All the Time in the World

My taste in reading material is wide and varied: SF/fantasy/"speculative fiction", mysteries (police procedurals, mostly), history, fanfic, straight fiction, smutty vampire books, biographies, poetry, cereal boxes, assembly instructions, the fine print, and your mind.

Eternity Road

Eternity Road - Jack McDevitt I've come to the conclusion that Jack McDevitt's strength really lies with his space mysteries - the Chase Kolpath/Alex Benedict books, and the Priscilla "Hutch" Hutchison/The Academy series. I've now read two of his stand-alone novels, and while they're head and shoulders above most of the dreck out there, they're really not his best work.

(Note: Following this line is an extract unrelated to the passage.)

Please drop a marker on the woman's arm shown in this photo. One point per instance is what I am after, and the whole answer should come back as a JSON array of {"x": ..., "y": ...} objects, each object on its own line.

Eternity Road is post-post apocalyptic - well after whatever disaster destroyed the technological civilization that was, a new society has been established and its members are no longer scrabbling to survive, but have not yet returned to anything like the level of development of the previous age. The artifacts of the old world are avidly sought, and are used or repurposed if possible, while the current users speculate on their past application. Books are almost unknown objects, their materials having disintegrated over time. A traveler's returns to his home in possession of such a rare item prompts another group to set off in search of Haven, a legendary repository of pre-disaster knowledge.

McDevitt does a better job of character development elsewhere, but in truth it's never his primary focus. Eternity Road is more about the journey, the landscapes through which the mission passes, and the mystery of whether Haven really exists, or whether they will all have risked their lives for nothing.

Not really much suspense here, and I didn't feel much of a connection with the characters. I would recommend this as a good book for the doctor's waiting room, airport, or other dull setting where nonetheless you don't want to be so engrossed that you miss it when they call your name or your flight.